Getting 'High' at the Repertory Theatre
This article first appeared in the St. Louis Beacon, Oct. 17, 2010 - To be drugged, drunk, flying or heaven-bound -- experiencing any kind of high that soars above pain, suffering and other earthly constraints -- is the goal of a trio of characters in Matthew Lombardo's "High," presented by the St. Louis Repertory Theatre.
Like verbal bookends, the declaration, "I want to be high," is uttered by Sister Jamison Connelly (Springfield, Mo., native Kathleen Turner) in both her opening and closing monologues.
But getting to that state, and living apart from it, are problematic for Sister Jamison as well as Father Michael Delpapp (Michael Berresse) and 19-year-old addict Cody Randall (Evan Jonigkeit), whose trek is tangled up in rape, murder and drugs. But Cody's is just a worse-case scenario.
"We all suffer from some form of addiction," proclaims Father Delpapp.
At the priest's insistence, Sister Jamison struggles to counsel Cody after he's found in a hotel bed with a 14-year-old sodomized boy who died from an overdose, the likes of which didn't kill Cody.
With a heavy literary shovel, Lombardo heaps upon Cody every sort of childhood horror: pimping out his addicted mother at the age of 7, jabbing the needle into her arm to end her anguished cries, being raped repeatedly by a man she brought into his life, being blamed and thrown out of the house for the one attack she saw.
Embittered and empty, Cody rails against Sister Jamison, but she's no pushover: "I've had much bigger monsters than you" is practically the only sentence that leaves her lips without a string of curse words.
Movie and theater veteran Turner owns the stark black-and-white stage with her commanding presence and trademark husky voice. While the play is grim, it is also laugh-out-loud funny in places, especially when Turner delivers her zingers with perfect timing.
"Your postcards must be a riot," Sister Jamison notes dryly after Cody trips and falls over a long string of nonsensical words and phrases.
Cat-like, circling Sister Jamison with palpable suspicion, Jonigkeit also holds his own as the two spar against a backdrop that alternates between a black, star-studded night sky and just plain blackness.

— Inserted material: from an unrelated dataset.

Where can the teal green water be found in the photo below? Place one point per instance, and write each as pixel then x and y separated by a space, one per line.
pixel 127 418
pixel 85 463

As Cody, Sister Jamison and even Father Delpapp reveal their secrets, the audience almost dares not breathe, much less cough, for fear of missing a word. But the culmination of their confessions is a package wrapped up a little too neatly to have been created from the splattering messes of their lives.
At its core and at its close, "High" seems to be a story of resignation.
"Temptation, when you give into it, never ends well," Sister Jamison says.
And while "High" might not end happily, you're kind of sorry it has to end at all.
Nancy Fowler Larson is a freelance writer who covers theater, among other things, for the Beacon.